I was watching a lot of videos and listening to a lot of mixtapes and I’d learn the set and then apply my own personality to it. Just use it as inspiration. I would incorporate more musicality. A lot of people would be just straight cutting samples. In the middle and towards the end of my career I would try cutting up guitars or synth lines.
How did it feel to represent Canada on the world stage?
It was a big shock. I remember the night I won the Canadians, I had a pillow over my head and I was like “holy shit. I fuckin’ did this!” I remember texting all my buddies back west saying “yo man, we fuckin’ did this!” I was just hoping to place again cause I placed before in Hamilton.
Tell us about Corn Beep and Ahh
That was my first official promo mixtape. DJ Marvel helped me put it together. We recorded everything at his house on Adobe Audition. That was my first experience learning how to multi-track. I just chose a lot of songs I was feeling. It’s an ode to corn beef. The beep and ahh like the scratching samples.
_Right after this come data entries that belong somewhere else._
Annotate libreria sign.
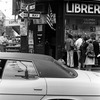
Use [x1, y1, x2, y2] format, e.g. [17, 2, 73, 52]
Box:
[65, 3, 100, 14]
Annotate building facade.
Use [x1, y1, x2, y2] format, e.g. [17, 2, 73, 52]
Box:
[13, 0, 100, 59]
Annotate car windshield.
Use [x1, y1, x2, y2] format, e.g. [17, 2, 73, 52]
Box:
[34, 60, 77, 78]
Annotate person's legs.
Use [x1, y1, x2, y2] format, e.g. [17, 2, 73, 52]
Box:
[67, 51, 70, 66]
[70, 50, 74, 67]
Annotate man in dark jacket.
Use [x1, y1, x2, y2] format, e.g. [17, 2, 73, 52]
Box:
[91, 33, 99, 65]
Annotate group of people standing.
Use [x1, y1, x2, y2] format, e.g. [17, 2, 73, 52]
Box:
[65, 33, 99, 70]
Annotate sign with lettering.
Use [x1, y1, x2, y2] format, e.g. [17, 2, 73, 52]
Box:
[65, 2, 100, 14]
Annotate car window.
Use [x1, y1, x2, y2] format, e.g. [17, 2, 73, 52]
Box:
[2, 60, 37, 79]
[34, 60, 76, 78]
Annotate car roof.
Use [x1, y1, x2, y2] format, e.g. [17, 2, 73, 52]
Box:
[0, 52, 54, 61]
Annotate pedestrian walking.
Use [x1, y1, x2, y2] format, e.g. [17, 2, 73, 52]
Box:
[85, 40, 95, 71]
[65, 33, 74, 67]
[79, 36, 88, 69]
[91, 33, 99, 66]
[74, 35, 83, 69]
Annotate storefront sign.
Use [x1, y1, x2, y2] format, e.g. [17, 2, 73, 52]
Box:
[65, 2, 100, 14]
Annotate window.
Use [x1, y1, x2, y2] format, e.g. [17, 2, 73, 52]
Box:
[34, 60, 77, 78]
[2, 60, 37, 79]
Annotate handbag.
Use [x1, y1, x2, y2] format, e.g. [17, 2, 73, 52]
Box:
[87, 52, 95, 58]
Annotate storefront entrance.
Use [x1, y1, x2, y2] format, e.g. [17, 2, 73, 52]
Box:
[45, 24, 56, 58]
[65, 15, 100, 38]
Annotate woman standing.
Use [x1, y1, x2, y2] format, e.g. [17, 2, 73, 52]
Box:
[85, 40, 95, 71]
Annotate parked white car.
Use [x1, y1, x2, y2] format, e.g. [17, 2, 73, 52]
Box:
[0, 52, 100, 100]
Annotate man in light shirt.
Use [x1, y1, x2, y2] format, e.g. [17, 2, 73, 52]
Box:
[0, 32, 8, 52]
[74, 37, 83, 69]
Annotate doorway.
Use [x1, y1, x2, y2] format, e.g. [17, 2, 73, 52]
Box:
[45, 24, 56, 58]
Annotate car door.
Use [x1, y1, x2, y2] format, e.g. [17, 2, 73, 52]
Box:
[0, 60, 46, 100]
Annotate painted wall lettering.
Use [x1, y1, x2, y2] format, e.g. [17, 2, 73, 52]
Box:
[65, 3, 100, 14]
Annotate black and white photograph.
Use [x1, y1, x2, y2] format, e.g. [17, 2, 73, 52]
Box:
[0, 0, 100, 100]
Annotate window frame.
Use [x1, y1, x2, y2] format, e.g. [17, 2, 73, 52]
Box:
[0, 59, 39, 80]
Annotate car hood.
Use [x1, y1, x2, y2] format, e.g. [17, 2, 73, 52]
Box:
[75, 70, 100, 83]
[46, 70, 100, 95]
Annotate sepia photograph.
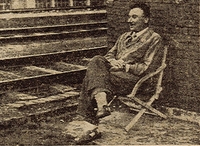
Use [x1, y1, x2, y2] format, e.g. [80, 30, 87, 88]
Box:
[0, 0, 200, 146]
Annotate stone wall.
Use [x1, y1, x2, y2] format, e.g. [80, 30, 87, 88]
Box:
[107, 0, 200, 112]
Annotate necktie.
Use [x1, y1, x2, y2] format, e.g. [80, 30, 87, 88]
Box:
[126, 31, 137, 45]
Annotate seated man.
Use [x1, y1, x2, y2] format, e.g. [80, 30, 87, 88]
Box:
[77, 3, 162, 123]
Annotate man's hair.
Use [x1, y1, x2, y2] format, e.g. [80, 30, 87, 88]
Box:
[129, 2, 150, 18]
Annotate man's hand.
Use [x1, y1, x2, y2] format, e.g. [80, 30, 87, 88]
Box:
[110, 59, 124, 69]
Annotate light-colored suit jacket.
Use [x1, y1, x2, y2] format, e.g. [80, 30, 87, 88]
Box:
[105, 28, 162, 76]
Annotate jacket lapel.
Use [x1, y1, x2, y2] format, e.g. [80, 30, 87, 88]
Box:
[126, 29, 151, 48]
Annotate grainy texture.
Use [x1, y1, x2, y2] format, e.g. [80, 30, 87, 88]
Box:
[107, 0, 200, 112]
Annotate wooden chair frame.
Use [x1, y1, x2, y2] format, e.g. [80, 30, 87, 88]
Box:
[115, 46, 168, 132]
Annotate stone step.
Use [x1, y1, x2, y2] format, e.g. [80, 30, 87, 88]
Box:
[0, 84, 79, 128]
[0, 10, 107, 28]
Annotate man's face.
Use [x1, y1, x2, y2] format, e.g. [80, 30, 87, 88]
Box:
[128, 8, 149, 32]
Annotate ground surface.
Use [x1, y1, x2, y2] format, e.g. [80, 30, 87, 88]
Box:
[0, 106, 200, 145]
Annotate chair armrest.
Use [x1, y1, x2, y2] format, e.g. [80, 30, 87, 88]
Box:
[127, 63, 167, 98]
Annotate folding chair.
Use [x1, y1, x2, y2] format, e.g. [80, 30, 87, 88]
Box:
[111, 46, 167, 132]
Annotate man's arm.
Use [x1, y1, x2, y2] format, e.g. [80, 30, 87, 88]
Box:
[104, 34, 124, 69]
[125, 37, 161, 75]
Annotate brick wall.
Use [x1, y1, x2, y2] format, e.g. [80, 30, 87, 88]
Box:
[107, 0, 200, 112]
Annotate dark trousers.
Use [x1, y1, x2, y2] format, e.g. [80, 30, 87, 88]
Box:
[77, 56, 139, 117]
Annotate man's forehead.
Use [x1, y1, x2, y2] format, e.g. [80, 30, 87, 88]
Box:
[129, 8, 144, 16]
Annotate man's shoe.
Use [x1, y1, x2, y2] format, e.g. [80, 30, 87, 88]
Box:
[96, 105, 111, 119]
[73, 114, 99, 125]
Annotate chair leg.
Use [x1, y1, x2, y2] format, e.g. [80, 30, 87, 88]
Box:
[125, 94, 166, 132]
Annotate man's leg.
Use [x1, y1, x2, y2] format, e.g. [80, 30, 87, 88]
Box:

I also got my buddy Rhek involved (who owns Sharks and Hammers) with all the art work.
Tell us about the track Inkwater.
That was in ‘04-’05. I think that track was recorded at Marvel’s house too. A lot of the surrey dudes.. A lot of Ephin dudes would hang out at Marvel’s house. He was the only one with recording equipment and software at the time. Aalo Guha was working with Chadio, Kaboom, Azreal, and Aspire. They wanted wanted cuts on this track so Marvel called me asked me if I could come up with anything. Basically he just put the beat on loop and I started scratching over it. We just kept that session on record and after one or two takes it was done. We sent it back to Aalo Guha and the dudes and they liked it a lot and ended up rapping over top of it.
How about your contribution on the No Luck Club’s Prosperity CD
The Chan bothers, Paul and Mike opened up the opportunity for me. We were at the Chan brothers’ studio and we were just jamming and they asked if I wanted to be on the track. We were just having a jam session and that’s how it came about.
What are your future endeavours?
I’d like to get back into spinning in clubs. Not on a consistent basis but little one offs or DJ’ing art shows or fundraisers. Just exposing the music that I appreciate. So yah, DJ gigs and mixes.. A lot of mixes for all the styles that I enjoy listening to. A lot of production for rap style beats and dance/house style beats. For hip-hop, there’s this crew I’m working with called 25 Cent Peep Show and its just on dirty hip-hop beats. There’s that project and I’m also working on a jamming project with a few artists named Dodge and East Vangaurd Movement. EVM is on bass, dawj on drums and myself turntables. It just free-form jamming. As well as another collective named Space Camp look out for that as well.
How come you don’t play out anymore?
A lot of people have been asking “where the hell have you been?” I’ve just been trying to be really dedicated to working on different projects and making sure I’m content and happy. Right after world DMC’s I had a full-time gig and I was making really good money so I decided to leave DJ’ing just as a hobby.
What do you consider as some of the pros and cons of Serato
Well, It’s easy for DJs to play the same music. It opens up the palette. You have a way bigger palette to expose people to music.
What is HYPE?
For an individual, HYPE is being yourself.